Remove ISO-8859-1 charset fallback #2086

Open
Lukasa opened this Issue Jun 7, 2014 · 33 comments

Projects

None yet

8 participants

@Lukasa
Collaborator
Lukasa commented Jun 7, 2014

For a long time we've had a fallback value in response.encoding of ISO-8859-1, because RFC 2616 told us to. RFC 2616 is now obsolete, replaced by RFCs 7230, 7231, 7232, 7233, 7234, and 7235. The authoritative RFC on this issue is RFC 7231, which has this to say:

The default charset of ISO-8859-1 for text media types has been removed; the default is now whatever the media type definition says.

The media type definitions for text/* are most recently affected by RFC 6657, which has this to say:

In accordance with option (a) above, registrations for "text/*" media types that can transport charset information inside the corresponding payloads (such as "text/html" and "text/xml") SHOULD NOT specify the use of a "charset" parameter, nor any default value, in order to avoid conflicting interpretations should the "charset" parameter value and the value specified in the payload disagree.

I checked the registration for text/html here. Unsurprisingly, it provides no default values. It does allow a charset parameter which overrides anything in the content itself.

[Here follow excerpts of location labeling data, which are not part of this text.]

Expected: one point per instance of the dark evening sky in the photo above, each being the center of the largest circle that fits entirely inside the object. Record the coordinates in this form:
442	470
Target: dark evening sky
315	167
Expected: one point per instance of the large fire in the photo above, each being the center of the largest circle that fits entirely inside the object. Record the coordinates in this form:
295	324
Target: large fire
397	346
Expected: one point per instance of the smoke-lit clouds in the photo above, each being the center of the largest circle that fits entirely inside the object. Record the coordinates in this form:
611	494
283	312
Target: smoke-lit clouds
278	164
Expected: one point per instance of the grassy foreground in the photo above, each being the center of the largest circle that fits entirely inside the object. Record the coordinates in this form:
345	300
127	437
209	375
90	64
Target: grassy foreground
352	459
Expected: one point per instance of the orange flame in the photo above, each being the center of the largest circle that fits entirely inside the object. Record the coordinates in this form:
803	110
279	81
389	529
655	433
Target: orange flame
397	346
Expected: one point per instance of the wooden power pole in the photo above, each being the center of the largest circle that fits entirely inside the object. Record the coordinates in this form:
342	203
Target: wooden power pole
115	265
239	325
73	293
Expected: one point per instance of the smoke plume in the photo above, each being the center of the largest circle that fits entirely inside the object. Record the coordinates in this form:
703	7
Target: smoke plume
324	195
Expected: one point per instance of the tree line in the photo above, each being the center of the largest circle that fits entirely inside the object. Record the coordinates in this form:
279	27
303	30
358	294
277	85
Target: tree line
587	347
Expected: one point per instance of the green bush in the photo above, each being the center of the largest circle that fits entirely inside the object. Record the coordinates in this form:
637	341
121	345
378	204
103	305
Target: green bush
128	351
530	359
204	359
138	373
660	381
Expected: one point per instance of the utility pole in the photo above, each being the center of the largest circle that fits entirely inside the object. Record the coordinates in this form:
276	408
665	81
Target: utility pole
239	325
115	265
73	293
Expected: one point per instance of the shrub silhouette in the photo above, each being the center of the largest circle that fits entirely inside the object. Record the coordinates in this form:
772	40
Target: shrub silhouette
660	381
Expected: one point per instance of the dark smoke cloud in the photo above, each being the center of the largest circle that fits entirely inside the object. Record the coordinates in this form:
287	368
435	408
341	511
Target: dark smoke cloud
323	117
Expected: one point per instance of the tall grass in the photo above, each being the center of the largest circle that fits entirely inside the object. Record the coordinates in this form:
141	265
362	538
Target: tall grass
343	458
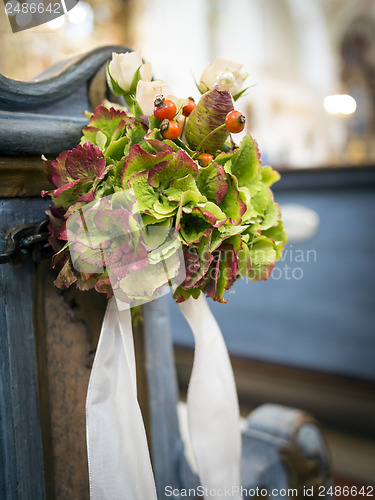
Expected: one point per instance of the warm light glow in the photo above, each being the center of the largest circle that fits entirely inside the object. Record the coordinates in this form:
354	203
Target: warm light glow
77	15
55	24
340	104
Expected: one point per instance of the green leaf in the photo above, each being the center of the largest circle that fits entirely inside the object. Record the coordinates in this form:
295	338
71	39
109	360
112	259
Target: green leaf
178	186
116	149
263	256
232	204
212	182
269	176
100	140
245	161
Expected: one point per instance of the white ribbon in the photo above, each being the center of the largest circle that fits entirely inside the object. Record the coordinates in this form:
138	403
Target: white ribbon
118	455
213	412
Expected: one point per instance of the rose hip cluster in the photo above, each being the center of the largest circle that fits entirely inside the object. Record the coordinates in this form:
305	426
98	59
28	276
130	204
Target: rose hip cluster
165	111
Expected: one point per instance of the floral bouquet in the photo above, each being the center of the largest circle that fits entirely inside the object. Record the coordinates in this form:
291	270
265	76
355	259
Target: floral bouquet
156	194
163	185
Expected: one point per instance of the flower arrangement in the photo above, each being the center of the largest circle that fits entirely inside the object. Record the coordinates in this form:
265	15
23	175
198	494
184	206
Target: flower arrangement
171	165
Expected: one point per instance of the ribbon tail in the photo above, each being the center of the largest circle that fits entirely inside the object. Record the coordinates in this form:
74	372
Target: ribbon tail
213	411
118	455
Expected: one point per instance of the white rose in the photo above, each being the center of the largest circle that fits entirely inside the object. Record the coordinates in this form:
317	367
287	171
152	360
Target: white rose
211	72
147	92
123	67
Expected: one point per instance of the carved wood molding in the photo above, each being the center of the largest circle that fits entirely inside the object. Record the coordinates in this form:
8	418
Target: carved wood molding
45	116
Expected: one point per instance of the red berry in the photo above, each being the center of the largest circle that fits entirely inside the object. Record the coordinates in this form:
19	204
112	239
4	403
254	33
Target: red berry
170	129
204	159
164	109
186	110
235	121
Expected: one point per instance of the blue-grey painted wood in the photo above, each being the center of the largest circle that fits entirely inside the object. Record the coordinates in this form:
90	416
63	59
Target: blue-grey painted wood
46	116
18	131
21	457
56	84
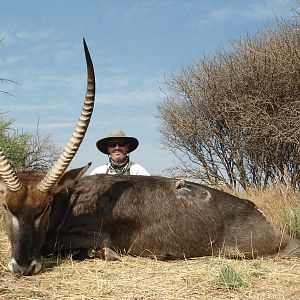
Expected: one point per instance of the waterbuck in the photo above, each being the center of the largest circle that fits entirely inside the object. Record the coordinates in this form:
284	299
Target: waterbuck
138	215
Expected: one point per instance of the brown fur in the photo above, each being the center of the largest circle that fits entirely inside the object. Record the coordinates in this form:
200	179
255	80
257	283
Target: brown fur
138	215
156	216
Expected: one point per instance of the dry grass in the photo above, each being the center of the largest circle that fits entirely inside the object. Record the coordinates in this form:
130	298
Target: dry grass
142	278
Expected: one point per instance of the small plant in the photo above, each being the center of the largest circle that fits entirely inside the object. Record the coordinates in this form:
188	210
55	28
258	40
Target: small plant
230	278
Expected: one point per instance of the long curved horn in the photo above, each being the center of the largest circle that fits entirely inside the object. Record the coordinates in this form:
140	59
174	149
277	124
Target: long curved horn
8	174
70	150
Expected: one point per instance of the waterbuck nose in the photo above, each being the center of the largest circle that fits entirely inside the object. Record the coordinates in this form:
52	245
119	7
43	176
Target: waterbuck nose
25	269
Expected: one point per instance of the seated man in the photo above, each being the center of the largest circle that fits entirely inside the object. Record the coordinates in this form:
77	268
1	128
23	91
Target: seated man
117	146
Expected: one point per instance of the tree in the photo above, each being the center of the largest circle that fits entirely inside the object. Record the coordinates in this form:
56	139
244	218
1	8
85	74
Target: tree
234	118
27	152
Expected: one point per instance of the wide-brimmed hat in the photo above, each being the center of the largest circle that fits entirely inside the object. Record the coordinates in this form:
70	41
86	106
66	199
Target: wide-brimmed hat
131	141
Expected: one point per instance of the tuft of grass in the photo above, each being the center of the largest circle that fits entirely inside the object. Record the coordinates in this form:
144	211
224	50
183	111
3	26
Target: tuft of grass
231	279
292	220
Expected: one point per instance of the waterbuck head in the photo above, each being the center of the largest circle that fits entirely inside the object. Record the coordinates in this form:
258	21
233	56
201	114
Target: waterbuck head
27	197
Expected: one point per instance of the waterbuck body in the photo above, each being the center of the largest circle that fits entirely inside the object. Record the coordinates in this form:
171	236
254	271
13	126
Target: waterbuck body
138	215
161	217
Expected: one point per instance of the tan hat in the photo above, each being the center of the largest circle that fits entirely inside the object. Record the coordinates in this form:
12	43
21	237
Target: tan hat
103	143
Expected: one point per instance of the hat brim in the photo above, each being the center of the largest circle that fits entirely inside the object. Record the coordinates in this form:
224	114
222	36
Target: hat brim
103	143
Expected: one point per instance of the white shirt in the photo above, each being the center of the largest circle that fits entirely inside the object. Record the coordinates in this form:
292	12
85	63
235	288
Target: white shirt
134	169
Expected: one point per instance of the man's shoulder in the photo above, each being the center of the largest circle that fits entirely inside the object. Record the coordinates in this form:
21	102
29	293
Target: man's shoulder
137	169
100	170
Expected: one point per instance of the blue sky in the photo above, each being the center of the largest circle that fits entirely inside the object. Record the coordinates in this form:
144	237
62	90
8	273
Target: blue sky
134	45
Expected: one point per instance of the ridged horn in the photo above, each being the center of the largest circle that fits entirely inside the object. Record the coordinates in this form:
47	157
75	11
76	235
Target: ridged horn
8	174
70	150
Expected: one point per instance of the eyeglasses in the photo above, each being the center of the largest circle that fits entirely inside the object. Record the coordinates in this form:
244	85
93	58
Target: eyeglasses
114	144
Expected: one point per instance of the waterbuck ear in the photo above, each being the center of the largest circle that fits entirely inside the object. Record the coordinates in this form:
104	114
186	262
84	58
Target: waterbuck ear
69	178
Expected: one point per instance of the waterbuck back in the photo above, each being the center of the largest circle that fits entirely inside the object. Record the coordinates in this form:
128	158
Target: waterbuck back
161	217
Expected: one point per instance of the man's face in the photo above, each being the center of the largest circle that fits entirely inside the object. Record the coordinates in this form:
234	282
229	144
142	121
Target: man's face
117	149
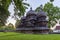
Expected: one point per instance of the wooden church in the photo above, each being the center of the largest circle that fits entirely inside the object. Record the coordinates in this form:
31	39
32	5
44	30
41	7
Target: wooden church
33	23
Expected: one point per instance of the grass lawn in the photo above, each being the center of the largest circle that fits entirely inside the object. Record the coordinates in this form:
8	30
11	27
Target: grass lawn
19	36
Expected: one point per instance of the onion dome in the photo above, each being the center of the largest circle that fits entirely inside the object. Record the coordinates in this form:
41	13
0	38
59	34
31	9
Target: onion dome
31	12
41	12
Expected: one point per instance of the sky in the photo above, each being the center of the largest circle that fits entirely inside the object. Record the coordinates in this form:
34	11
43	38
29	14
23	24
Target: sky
34	4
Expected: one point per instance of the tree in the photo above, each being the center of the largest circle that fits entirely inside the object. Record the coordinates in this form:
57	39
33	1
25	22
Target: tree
52	13
4	5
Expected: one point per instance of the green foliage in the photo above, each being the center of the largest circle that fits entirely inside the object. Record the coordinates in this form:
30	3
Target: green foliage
4	5
53	13
4	13
19	36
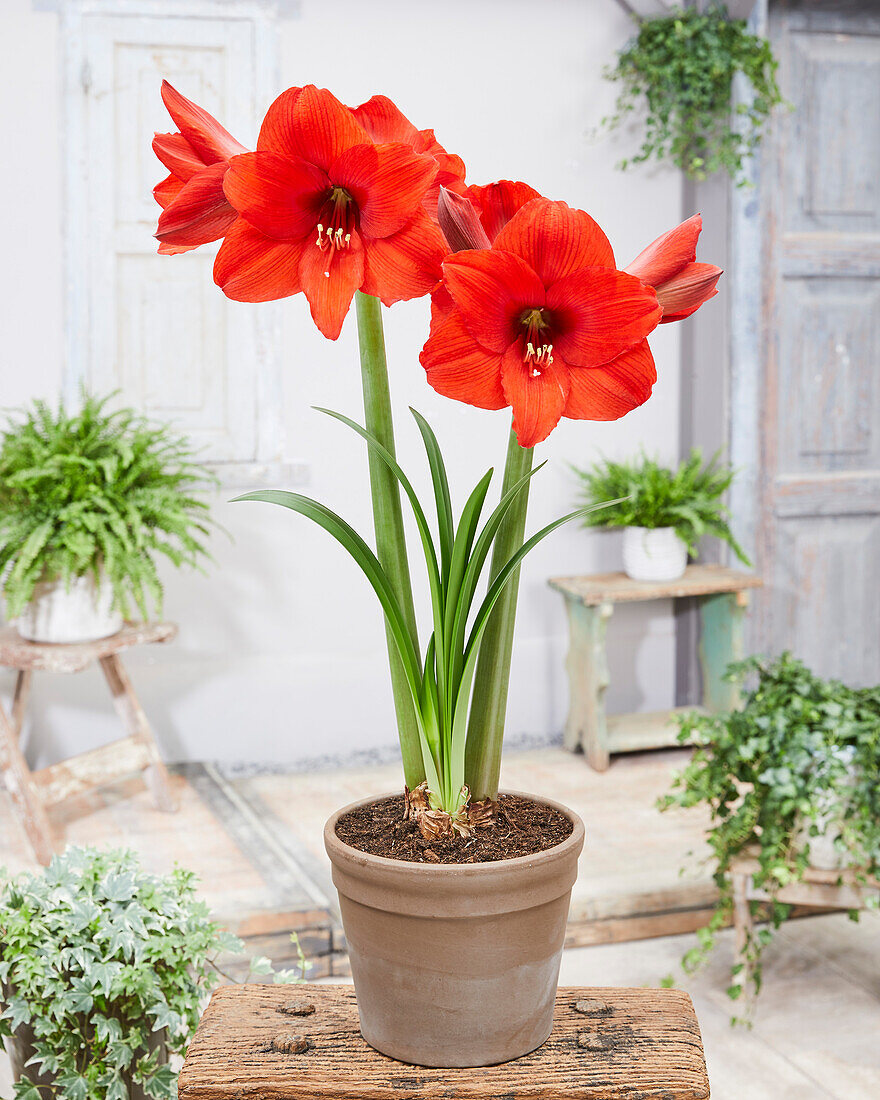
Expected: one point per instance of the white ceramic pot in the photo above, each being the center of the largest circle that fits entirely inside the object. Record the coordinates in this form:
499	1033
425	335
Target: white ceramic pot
58	613
653	553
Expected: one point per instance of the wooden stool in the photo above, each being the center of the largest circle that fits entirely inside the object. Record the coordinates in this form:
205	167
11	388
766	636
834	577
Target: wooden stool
590	602
835	890
304	1042
33	791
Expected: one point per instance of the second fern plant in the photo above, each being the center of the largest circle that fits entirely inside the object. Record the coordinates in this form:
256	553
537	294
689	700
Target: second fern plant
666	512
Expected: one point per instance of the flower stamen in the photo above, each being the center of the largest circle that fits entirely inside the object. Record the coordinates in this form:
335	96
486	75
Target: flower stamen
538	358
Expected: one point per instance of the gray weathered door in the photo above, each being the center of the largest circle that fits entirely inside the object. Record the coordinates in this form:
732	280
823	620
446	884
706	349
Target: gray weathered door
818	536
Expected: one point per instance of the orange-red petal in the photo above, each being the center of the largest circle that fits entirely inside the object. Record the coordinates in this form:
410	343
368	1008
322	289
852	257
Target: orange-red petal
199	213
253	267
167	189
385	122
386	182
281	196
310	122
330	295
276	132
498	202
458	367
609	392
405	265
685	292
598	312
210	141
177	155
668	254
493	289
536	396
554	240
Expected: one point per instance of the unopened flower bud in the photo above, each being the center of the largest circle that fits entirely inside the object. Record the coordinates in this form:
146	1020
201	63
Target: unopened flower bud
460	222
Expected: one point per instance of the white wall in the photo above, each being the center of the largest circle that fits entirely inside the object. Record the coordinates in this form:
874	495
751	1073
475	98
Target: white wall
281	655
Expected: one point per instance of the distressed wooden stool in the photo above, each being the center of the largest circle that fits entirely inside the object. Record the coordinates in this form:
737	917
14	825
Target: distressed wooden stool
304	1043
723	597
33	791
820	889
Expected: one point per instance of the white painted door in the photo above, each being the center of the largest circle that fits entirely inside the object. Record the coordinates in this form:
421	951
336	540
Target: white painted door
156	328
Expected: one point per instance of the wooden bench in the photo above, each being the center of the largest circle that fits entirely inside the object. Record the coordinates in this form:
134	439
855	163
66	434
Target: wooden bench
723	597
34	791
818	889
304	1043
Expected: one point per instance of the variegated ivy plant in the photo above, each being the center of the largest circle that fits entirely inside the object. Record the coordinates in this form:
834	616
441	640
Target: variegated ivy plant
103	970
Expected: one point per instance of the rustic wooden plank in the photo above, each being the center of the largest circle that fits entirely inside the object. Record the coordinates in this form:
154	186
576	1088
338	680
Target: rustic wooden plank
618	589
624	1044
17	778
748	865
587	669
646	729
721	644
42	657
128	706
88	770
626	928
22	693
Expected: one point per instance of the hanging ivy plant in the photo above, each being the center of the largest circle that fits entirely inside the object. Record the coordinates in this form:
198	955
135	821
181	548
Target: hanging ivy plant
682	67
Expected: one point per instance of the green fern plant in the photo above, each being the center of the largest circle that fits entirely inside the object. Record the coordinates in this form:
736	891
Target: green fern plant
646	494
97	490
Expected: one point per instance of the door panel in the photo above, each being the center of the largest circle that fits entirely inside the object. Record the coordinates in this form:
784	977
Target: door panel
818	545
156	328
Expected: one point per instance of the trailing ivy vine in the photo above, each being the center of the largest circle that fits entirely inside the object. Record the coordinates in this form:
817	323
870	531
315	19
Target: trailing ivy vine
681	67
800	760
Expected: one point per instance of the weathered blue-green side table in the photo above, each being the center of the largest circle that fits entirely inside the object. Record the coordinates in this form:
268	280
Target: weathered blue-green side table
723	597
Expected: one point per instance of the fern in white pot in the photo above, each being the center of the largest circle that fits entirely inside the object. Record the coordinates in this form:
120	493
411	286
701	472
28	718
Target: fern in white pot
664	512
89	502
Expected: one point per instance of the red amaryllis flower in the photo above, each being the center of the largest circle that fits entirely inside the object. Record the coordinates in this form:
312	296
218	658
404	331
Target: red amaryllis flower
473	219
496	204
327	211
668	265
195	208
542	321
385	122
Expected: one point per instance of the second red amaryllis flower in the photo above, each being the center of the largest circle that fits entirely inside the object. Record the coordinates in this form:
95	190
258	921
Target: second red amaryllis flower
195	210
542	321
668	264
327	211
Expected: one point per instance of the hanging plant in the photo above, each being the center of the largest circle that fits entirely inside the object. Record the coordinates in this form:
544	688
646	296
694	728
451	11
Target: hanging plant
790	777
682	66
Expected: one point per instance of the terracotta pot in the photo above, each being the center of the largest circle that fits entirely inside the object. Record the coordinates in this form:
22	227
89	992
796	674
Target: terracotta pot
454	964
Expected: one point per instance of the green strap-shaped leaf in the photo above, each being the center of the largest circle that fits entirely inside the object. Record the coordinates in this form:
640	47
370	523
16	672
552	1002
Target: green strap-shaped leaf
427	542
442	497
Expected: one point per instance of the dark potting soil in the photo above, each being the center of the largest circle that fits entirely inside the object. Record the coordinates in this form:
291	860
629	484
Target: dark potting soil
521	828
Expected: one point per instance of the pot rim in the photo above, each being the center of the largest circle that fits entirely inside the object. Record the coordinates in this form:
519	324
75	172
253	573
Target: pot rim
333	843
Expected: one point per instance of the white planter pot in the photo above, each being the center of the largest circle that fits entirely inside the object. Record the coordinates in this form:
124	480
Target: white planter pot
653	553
61	614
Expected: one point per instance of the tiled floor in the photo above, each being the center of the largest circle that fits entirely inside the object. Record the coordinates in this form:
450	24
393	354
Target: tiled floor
256	845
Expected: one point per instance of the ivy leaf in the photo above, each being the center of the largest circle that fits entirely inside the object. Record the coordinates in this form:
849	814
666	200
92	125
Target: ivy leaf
163	1016
162	1084
24	1090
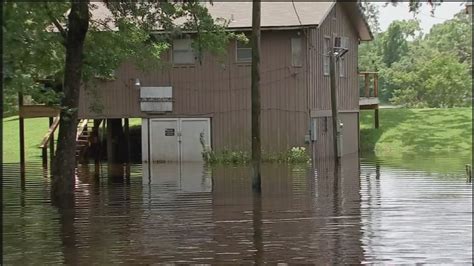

I propose the following changes:

  1. Remove the ISO-8859-1 fallback, as it's no longer valid (being only enforced by RFC 2616). We should definitely do this.
  2. Consider writing a module that has the appropriate fallback encodings for other text/* content and use them where appropriate. This isn't vital, just is a "might be nice".
  3. Begin checking HTML content for meta tags again, in order to appropriately fall back. This is controversial, and we'll want @kennethreitz to consider it carefully.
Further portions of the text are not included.